From the Cheddar Valley Gazette
Two Traveller families living in a village without planning permission have lost their court battle to stay on the land - over the risk posed if a garden ever became overgrown.
High Court Judge Denyer, sitting in Bristol, rejected a challenge, brought by one of the Travellers, Marie Hughes, to a Government planning inspector’s decision to uphold Sedgemoor District Council’s refusal of planning permission for them to remain on the land at Yeo Moor Drove, Theale.
The decision was swung over a sightline from a difficult access onto Yeo Moor Drove on the B3139 and what would happen if that sightline became lost if a neighbouring garden become overgrown.
Judge Denyer ruled that the available sightlines relied on by Mrs Hughes are dependent upon views being obtained over a cottage garden to the left of the access, and were dependent on a well-mown lawn.
He said: “The appellant has no control over this area. Although the wall may have been lowered at some time to facilitate this visibility, no evidence has been provided to show that there is an enforceable condition on a planning permission to maintain sightlines over the garden.

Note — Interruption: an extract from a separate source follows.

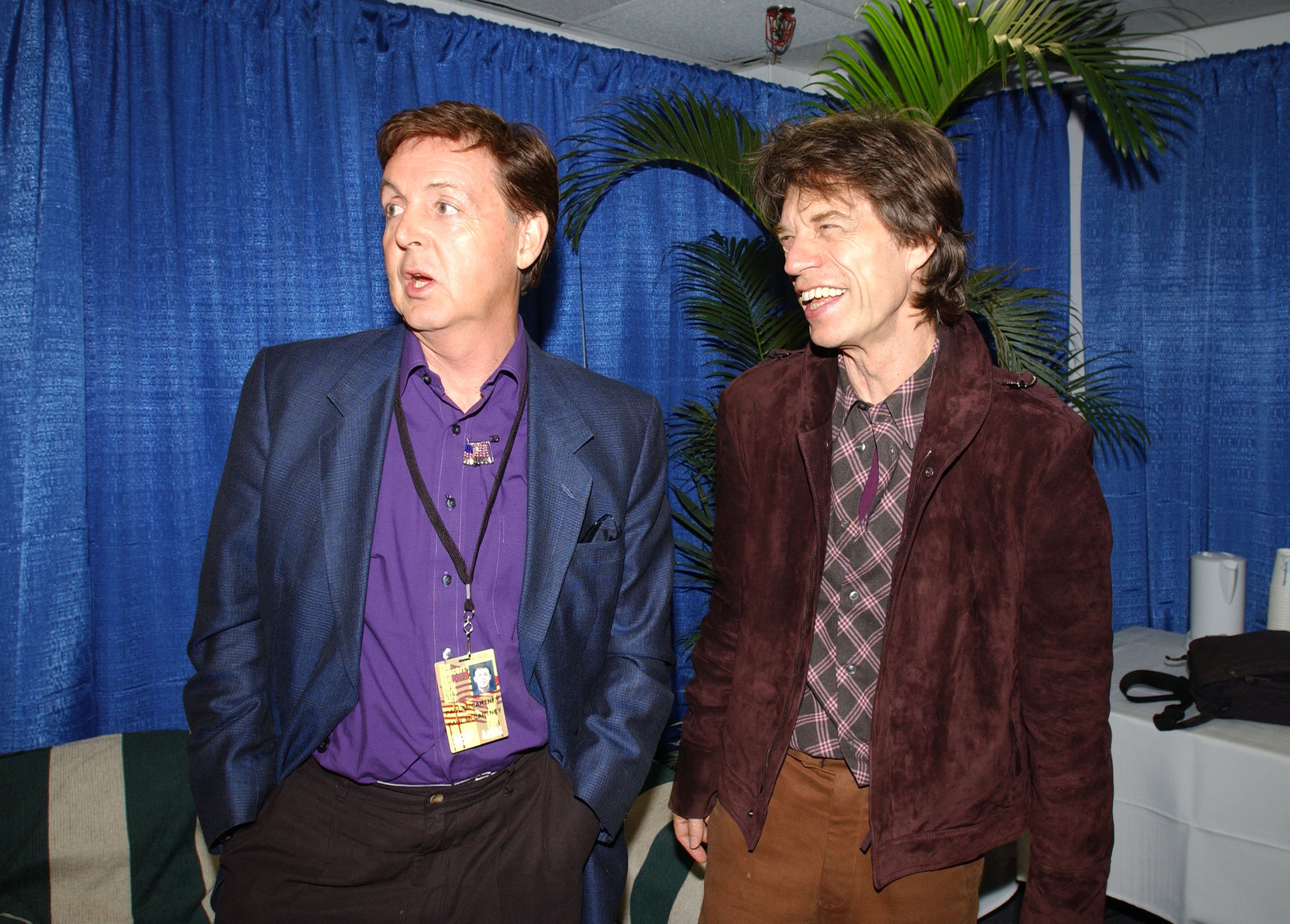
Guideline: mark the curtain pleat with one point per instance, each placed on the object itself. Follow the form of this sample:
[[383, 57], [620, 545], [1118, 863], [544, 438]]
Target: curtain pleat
[[1187, 266]]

“Given the height of the garden if it became unkempt or even fairly low level shrub or flower planting took place, this visibility could be so severely restricted that only minimal sightlines would be available.”

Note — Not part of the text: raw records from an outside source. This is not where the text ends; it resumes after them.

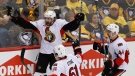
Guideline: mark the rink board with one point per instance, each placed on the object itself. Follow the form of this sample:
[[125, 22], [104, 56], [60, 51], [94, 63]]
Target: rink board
[[92, 64]]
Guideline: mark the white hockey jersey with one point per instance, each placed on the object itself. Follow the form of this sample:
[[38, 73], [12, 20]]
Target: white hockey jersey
[[67, 67], [118, 49], [51, 36]]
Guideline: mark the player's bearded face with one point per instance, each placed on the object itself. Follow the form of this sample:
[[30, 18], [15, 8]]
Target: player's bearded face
[[49, 21]]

The ruling leaves Mrs Hughes, her husband and two children – one six, the other nine months – and the other family, the Attwells, who have a six year old and another child on the way, at risk of eviction by the council.
In the decision under challenge, taken in August, the inspector found that the development would cause “serious detriment” to the character and appearance of the area, and that another weighty factor against it was the serious deficiency in access from Yeo Moor Drove onto the B3139 as a result of the lack of control over the sightline to the east.

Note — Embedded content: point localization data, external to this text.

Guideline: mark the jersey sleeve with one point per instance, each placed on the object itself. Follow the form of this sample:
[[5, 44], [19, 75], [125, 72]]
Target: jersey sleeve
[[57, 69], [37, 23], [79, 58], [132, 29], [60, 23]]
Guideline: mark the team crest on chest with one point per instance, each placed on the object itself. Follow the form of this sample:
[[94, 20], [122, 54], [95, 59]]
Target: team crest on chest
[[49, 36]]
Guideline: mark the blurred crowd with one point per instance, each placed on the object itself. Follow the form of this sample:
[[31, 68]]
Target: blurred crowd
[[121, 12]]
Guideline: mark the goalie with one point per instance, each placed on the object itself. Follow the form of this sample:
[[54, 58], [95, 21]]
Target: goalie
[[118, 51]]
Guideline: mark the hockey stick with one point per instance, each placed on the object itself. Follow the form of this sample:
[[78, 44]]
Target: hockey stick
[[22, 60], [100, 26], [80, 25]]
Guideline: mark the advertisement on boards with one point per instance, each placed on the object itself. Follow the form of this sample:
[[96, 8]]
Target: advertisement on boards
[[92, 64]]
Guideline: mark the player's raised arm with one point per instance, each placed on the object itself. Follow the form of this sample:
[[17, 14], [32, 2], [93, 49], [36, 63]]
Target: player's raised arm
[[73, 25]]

Judge Denyer said he did not dismiss the appeal lightly, not wishing to disrupt family life and the children’s education. But he had to balance such matters against the harm caused if the appeal was allowed.
Mrs Hughes’ solicitors argued that the visibility at the junction was, at its best, a very weak finding, and probably wrong, so it should have been disregarded.
They claimed that it should have been comprehensively outweighed by the need to have regard to the best interests of her children.
Judge Denyer defended the planning inspector’s opinion, saying: “In my view he was entitled to conclude that the local authority did not have sufficient control over the land at the left of the junction to ensure that adequate sightlines would be maintained, by which I mean sightlines which complied with relevant guidance and which are essential for ensuring safety at road junctions. In other words this was not a ‘weak’ finding.”
Rejecting the claim that the inspector should nevertheless have granted a temporary permission, the judge said that the inspector concluded that even a temporary permission of between the three to five years “would potentially expose site users and others on the public highway to hazards over that period and the risk is too great”.
The site in Theale has been occupied by travellers since April 2009 when planning permission was first sought through the Romany Gypsy Advisory Group. The plan was turned down by Sedgemoor, which led to an appeal being lodged with the Planning Inspectorate.